Hello, what a lovely surprise to see the Gill garden roller. I thought I knew most of his work and this was a treat to see. In the 1970s, I lived with Joan and Rene Hague in their home in Shanagarry, Ireland. I was young and thought I was escaping home.
Johanna was Gill’s youngest daughter and Rene had been the printer for the Golden Cockerel Press. They rented me a small cottage overlooking the sea for a pound a week on the condition I paid in person every Friday and stayed for dinner and the night. There was a room under the stair of their Georgian Home with a monk’s cot. Rene had calligrapied on the tall, whitewashed walls, floor to ceiling, in four-inch high letters, in Latin, the death of Hector. I fell asleep listening to the clash of their swords, and scuffling feet.
Dear Robert, You’ve had an exciting life ! Charles
Delightful comment by Robert Perkins.
I’m so glad that you, Charles, have been to this exhibition – Gill and I are going tomorrow. It’s an excellent initiative and Sussex has some outstanding 20th century work.

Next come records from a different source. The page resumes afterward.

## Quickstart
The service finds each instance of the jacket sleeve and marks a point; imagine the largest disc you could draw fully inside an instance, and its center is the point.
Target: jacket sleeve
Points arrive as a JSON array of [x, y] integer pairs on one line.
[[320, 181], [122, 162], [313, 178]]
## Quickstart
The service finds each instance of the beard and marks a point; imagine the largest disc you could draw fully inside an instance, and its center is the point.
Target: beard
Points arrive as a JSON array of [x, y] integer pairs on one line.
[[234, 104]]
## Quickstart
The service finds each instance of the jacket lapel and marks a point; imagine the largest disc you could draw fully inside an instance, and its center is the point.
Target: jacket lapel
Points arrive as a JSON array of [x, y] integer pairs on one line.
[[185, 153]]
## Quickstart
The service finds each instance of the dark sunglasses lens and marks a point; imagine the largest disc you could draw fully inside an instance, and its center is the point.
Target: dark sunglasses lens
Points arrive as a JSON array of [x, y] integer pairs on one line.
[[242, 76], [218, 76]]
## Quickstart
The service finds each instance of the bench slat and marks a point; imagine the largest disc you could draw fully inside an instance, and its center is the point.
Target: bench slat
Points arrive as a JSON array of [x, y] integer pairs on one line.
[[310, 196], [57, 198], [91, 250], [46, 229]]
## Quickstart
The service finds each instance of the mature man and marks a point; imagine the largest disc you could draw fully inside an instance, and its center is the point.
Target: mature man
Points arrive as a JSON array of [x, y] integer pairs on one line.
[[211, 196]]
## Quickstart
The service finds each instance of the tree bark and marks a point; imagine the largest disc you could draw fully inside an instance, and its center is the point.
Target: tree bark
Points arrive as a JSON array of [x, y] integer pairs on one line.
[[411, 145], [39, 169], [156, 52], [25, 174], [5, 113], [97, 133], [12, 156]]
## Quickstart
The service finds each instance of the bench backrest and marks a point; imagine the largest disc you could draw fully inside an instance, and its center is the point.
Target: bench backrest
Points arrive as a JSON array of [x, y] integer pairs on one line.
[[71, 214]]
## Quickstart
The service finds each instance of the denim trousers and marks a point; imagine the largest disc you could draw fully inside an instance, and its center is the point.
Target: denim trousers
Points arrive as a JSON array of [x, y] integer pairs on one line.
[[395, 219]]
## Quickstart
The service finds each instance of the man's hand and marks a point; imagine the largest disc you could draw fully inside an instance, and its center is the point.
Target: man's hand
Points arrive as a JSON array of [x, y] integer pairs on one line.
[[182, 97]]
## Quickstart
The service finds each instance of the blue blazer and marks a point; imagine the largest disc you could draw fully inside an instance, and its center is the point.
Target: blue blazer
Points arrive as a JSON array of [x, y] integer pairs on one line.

It’s a delighttul exhibition – upstairs & down – & the first time I had seen inside Two Temple Place. An extraordinary building, starting from the with lamp posts outside with putti holding a telephone & winding a hand generator for electric light.
Yes, extraordinary and faintly bizarre, more American in style than British. It is getting a new life through its exhibitions. Charles
What did you think of the exhibition? I seem to hear more feedback about the building than the exhibition. I wonder how many links can be successfully drawn between diverse modernist groups in Sussex who did not really talk to eachother?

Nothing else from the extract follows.